The European Commission has not decided yet
In an interview with Inf’OGM, Dorothée André from the European Commission confirmed that the EC had received this legal analysis, explaining, “no other analysis from the industry has been received by the Commission to my knowledge […] The EC has also received positions expressed by member states, public institutions and NGOs”.
The Biosafety Advisory Council (Belgium), the Netherlands Commission on Genetic Modification (COGEM), the Advisory Committee on Releases to the Environment (United Kingdom), and the Federal Office of Consumer Protection and Food Safety (Germany) have sent their analyses to the European Commission According to the Commission, the analyses sent by NGOs are more political position statements than legal analysis. Dorothée André explained, “The legal analysis that the European Commission is working on will be based on the European legislation.” We are still waiting for the analysis with the Commission’s conclusions. In June 2014 Eric Poudelet, also from the European Commission, told Inf’OGM: “A member states’ working group has dealt with this question from a scientific point of view.
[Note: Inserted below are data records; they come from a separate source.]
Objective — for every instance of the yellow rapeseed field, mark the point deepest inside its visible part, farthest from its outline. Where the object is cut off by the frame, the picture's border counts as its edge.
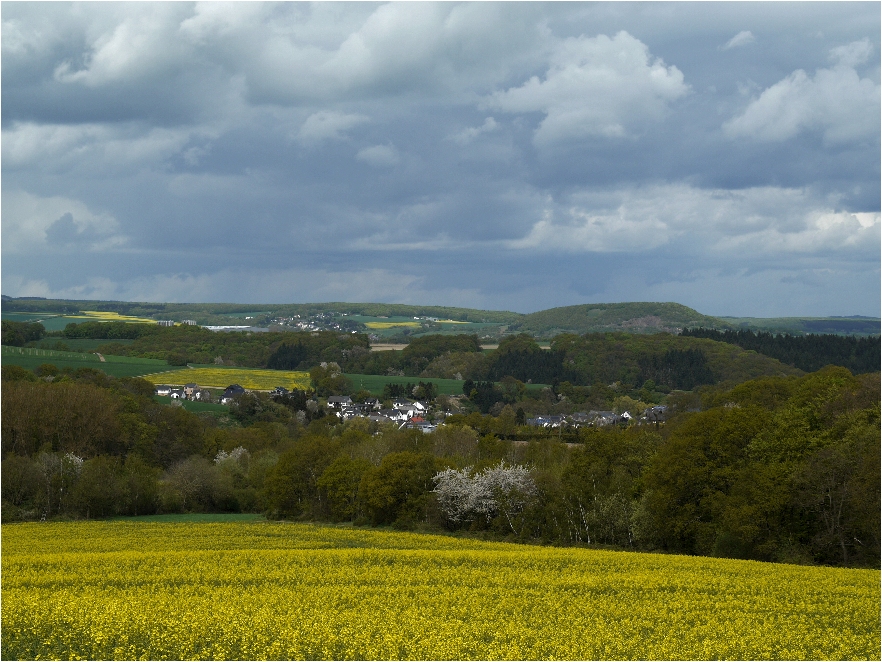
(390, 325)
(137, 590)
(107, 316)
(261, 380)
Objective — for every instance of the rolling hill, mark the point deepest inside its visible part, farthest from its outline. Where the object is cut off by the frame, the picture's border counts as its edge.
(630, 317)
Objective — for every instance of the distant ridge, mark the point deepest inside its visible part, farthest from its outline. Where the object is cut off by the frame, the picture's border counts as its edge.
(639, 317)
(630, 317)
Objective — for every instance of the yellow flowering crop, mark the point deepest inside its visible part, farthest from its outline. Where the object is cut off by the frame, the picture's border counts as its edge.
(108, 316)
(137, 590)
(262, 380)
(390, 325)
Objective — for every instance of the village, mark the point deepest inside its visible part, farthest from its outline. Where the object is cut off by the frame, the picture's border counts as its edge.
(419, 414)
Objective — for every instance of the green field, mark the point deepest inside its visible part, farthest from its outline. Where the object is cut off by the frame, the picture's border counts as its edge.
(117, 366)
(193, 405)
(78, 344)
(269, 590)
(50, 321)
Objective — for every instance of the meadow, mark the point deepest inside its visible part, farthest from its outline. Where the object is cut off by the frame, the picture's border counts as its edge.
(56, 321)
(249, 378)
(117, 366)
(262, 590)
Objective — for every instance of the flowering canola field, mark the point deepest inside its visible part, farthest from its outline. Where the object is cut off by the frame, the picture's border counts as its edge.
(139, 590)
(261, 380)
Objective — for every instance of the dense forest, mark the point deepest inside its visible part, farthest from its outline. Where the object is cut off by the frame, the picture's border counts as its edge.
(810, 352)
(780, 468)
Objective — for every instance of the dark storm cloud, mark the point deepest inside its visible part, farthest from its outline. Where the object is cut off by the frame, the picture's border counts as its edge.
(724, 155)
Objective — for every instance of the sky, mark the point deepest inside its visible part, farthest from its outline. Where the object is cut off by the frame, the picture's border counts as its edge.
(506, 156)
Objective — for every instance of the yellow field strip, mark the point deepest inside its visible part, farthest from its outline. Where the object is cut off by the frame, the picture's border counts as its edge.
(136, 590)
(257, 380)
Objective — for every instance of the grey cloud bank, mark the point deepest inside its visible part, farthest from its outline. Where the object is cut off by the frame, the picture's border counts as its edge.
(496, 155)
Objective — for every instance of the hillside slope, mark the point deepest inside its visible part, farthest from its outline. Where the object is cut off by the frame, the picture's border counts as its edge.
(645, 317)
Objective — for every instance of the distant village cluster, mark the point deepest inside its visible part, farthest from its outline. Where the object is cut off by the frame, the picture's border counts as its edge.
(416, 414)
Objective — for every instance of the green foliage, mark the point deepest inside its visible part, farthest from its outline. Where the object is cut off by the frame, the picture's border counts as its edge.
(397, 490)
(340, 484)
(17, 334)
(783, 467)
(328, 379)
(110, 330)
(663, 358)
(809, 353)
(612, 317)
(290, 488)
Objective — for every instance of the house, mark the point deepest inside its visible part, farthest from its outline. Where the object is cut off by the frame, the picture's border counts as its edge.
(601, 418)
(232, 392)
(547, 421)
(395, 414)
(656, 415)
(419, 423)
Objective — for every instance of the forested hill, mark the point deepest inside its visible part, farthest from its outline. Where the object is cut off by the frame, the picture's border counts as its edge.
(638, 317)
(808, 353)
(631, 317)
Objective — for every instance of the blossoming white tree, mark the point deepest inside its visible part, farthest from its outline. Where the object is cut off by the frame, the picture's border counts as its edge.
(502, 488)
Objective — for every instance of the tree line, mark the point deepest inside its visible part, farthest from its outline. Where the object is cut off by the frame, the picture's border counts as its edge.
(809, 352)
(781, 468)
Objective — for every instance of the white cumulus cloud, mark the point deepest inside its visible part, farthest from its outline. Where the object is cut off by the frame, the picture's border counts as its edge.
(743, 38)
(761, 220)
(28, 221)
(597, 86)
(380, 156)
(837, 102)
(328, 125)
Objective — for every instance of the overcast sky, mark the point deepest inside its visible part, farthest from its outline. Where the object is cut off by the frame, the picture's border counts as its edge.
(510, 156)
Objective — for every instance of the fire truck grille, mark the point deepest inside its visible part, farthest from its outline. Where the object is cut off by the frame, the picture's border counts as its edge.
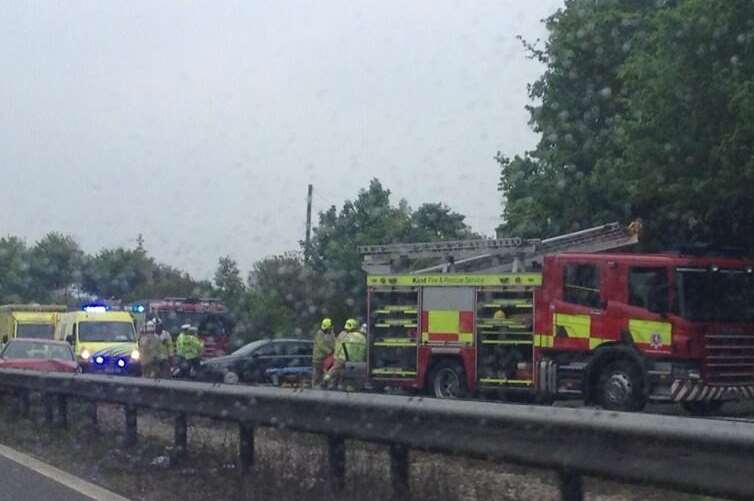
(729, 358)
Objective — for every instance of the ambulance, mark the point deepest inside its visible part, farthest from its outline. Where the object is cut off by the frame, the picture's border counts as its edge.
(104, 341)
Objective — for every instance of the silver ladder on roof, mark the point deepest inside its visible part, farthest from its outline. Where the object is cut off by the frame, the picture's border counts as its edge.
(491, 255)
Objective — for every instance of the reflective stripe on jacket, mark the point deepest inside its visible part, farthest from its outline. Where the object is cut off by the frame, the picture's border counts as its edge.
(166, 346)
(189, 346)
(351, 347)
(324, 344)
(149, 348)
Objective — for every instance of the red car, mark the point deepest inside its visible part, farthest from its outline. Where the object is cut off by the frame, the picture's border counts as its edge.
(39, 355)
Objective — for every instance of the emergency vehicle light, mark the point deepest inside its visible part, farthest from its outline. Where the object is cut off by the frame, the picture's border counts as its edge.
(95, 307)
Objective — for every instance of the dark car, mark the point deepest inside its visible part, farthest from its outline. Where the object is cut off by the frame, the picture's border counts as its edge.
(251, 363)
(38, 354)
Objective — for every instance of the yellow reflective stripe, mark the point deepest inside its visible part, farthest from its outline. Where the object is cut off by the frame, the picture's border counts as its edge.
(656, 334)
(490, 380)
(544, 340)
(454, 280)
(466, 337)
(595, 342)
(393, 372)
(576, 326)
(444, 321)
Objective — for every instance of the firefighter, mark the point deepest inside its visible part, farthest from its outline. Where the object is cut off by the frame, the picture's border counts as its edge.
(324, 345)
(166, 350)
(149, 351)
(189, 347)
(350, 346)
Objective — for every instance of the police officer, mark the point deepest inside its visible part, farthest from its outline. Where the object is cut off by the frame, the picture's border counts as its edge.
(189, 347)
(166, 349)
(350, 346)
(149, 351)
(324, 345)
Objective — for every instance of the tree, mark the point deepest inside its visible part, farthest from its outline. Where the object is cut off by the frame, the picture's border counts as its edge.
(436, 221)
(117, 273)
(55, 263)
(228, 282)
(646, 111)
(685, 153)
(578, 102)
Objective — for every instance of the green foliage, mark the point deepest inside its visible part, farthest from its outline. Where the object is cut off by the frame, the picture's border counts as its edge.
(117, 273)
(644, 110)
(228, 283)
(48, 271)
(55, 262)
(289, 297)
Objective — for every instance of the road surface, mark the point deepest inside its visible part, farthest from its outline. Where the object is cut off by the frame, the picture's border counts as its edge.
(27, 479)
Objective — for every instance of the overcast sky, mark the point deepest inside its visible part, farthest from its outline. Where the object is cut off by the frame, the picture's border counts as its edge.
(199, 124)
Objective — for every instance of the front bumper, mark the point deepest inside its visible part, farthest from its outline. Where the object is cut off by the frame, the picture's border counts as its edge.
(110, 367)
(697, 391)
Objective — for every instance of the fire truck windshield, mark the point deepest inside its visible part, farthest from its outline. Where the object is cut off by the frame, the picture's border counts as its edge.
(207, 323)
(726, 295)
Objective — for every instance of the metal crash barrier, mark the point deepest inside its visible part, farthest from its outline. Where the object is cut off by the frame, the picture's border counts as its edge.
(697, 456)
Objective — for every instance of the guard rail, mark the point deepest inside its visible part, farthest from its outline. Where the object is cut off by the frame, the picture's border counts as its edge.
(697, 456)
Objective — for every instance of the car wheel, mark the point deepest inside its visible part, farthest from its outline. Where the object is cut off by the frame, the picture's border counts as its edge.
(230, 377)
(620, 387)
(448, 380)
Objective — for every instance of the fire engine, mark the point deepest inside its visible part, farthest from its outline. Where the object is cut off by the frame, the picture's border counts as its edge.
(568, 317)
(209, 315)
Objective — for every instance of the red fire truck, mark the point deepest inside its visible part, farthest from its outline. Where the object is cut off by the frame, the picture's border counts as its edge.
(209, 315)
(615, 329)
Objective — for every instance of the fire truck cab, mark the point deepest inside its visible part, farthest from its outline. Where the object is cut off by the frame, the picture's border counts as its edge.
(613, 329)
(209, 315)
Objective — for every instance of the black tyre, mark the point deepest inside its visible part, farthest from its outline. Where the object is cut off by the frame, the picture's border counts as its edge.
(702, 408)
(621, 387)
(448, 380)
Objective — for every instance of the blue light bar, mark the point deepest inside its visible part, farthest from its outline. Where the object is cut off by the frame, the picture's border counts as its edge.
(96, 307)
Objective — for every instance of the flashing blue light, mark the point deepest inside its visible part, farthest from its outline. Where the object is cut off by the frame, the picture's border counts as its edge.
(96, 307)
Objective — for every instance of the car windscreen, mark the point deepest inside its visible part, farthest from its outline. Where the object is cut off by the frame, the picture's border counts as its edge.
(249, 348)
(36, 331)
(27, 349)
(726, 295)
(106, 331)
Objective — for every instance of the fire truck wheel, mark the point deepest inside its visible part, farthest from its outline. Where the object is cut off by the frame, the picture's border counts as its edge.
(702, 408)
(230, 377)
(620, 387)
(448, 380)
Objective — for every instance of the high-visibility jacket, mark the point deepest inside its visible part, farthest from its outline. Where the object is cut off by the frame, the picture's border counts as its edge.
(149, 348)
(189, 346)
(166, 345)
(324, 344)
(351, 347)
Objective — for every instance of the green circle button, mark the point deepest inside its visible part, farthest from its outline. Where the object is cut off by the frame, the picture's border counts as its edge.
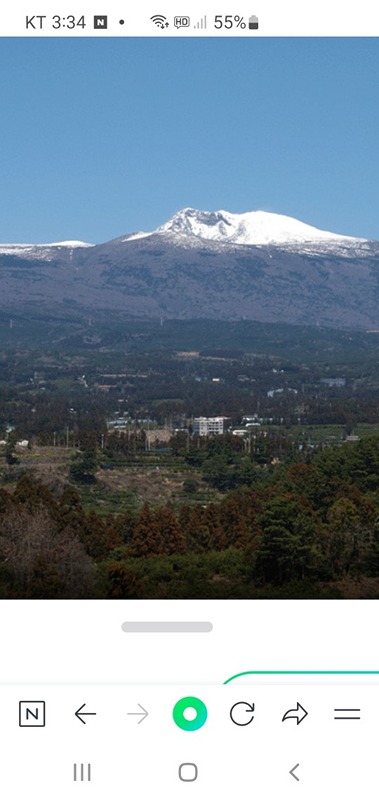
(192, 704)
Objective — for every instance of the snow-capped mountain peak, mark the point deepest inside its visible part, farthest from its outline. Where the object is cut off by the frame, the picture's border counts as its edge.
(258, 228)
(252, 227)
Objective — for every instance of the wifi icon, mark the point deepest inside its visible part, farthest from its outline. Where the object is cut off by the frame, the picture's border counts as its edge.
(160, 21)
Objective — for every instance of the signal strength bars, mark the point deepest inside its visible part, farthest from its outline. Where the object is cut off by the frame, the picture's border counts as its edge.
(202, 24)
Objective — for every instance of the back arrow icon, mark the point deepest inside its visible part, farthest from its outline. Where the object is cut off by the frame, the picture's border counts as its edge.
(299, 713)
(79, 714)
(143, 714)
(292, 772)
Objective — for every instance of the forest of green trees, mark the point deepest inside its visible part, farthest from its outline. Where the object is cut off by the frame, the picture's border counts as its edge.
(305, 528)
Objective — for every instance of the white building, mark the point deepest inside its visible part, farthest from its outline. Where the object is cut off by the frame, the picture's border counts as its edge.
(208, 426)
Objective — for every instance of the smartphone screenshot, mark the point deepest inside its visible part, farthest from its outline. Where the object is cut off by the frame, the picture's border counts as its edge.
(189, 400)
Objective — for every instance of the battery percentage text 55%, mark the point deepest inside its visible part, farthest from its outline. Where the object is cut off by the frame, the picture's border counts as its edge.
(229, 21)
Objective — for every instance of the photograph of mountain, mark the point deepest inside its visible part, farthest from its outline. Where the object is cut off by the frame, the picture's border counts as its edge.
(189, 318)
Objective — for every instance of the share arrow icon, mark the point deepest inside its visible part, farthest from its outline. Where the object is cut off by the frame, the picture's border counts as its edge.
(299, 713)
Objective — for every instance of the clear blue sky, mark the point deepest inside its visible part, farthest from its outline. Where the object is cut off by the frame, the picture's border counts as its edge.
(104, 137)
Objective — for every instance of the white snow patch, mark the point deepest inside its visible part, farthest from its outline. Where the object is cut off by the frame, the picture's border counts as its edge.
(253, 227)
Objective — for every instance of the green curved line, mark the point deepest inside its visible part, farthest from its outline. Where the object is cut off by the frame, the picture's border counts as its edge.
(303, 672)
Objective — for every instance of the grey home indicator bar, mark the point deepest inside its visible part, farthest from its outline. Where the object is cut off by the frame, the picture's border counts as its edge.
(164, 626)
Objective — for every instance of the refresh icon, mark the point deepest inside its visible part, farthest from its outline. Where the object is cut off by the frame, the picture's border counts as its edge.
(242, 713)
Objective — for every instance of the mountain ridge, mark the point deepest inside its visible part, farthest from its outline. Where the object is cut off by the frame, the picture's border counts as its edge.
(330, 280)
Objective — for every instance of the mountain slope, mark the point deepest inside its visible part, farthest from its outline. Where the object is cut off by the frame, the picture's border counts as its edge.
(217, 265)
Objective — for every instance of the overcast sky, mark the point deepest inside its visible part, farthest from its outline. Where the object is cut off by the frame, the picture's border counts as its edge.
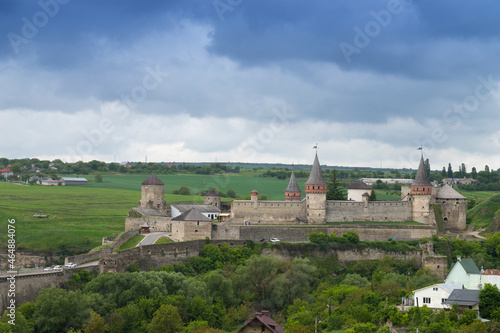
(252, 81)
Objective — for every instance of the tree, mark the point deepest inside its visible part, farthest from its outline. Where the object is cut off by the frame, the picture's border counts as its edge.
(230, 193)
(474, 173)
(96, 324)
(463, 170)
(427, 166)
(489, 300)
(97, 177)
(58, 310)
(165, 319)
(183, 190)
(335, 188)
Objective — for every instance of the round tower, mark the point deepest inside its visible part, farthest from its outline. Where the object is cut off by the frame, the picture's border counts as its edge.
(422, 197)
(153, 194)
(421, 185)
(316, 188)
(212, 198)
(293, 192)
(254, 195)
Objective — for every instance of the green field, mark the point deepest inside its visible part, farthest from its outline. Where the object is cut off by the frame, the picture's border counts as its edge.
(242, 184)
(80, 216)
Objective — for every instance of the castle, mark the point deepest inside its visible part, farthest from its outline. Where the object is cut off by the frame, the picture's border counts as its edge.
(418, 203)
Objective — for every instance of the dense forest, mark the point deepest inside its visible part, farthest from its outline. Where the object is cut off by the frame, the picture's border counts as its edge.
(224, 286)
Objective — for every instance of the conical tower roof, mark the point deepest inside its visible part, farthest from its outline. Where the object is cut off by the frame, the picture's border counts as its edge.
(316, 176)
(152, 180)
(422, 178)
(292, 185)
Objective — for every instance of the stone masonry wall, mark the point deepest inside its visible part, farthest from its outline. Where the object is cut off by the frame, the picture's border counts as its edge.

But defining if an organism produced with one of the new techniques falls under the scope of the GMO definition is a legal question and [the services of the European Commission’s unit on the safety of the food chain within DG SANCO], together with the legal services of the Commission, are working on this.” Regarding the calendar to be followed, M. Poudelet hopes that “the outcome might be presented in the near future to member states and stakeholders”.
[4] Zinc finger nuclease (ZFN) technology (ZFN-1, ZFN-2 and ZFN-3), Oligonucleotide Directed Mutagenesis (ODM), Cisgenesis, RNA-dependent DNA methylation (RdDM), Grafting (non-GM scion on GM rootstock), Reverse breeding, Agro-infiltration (agro-infiltration ‘sensu stricto’, agro-inoculation)
[5] Being considered as a GMO implies, according to NBT platform, to be : a) an organism; b) which is not a human being; c) in which genetic material has been altered vis-à-vis the starting plant material; d) where the genetic alteration does not (and cannot) occur naturally by mating and/or natural recombination; e) where the genetic modification occurs at least through the use of the techniques listed in Annex I A part 1 (but is not limited to those techniques); f) where the techniques in Annex I A Part 2 are considered not to result in genetic modification; and g) where the use of the techniques/methods listed in Annex I B are considered not to result in an organism that is subject to the requirements of Directive 2001/18/EC (because of their longstanding conventional use and safety record).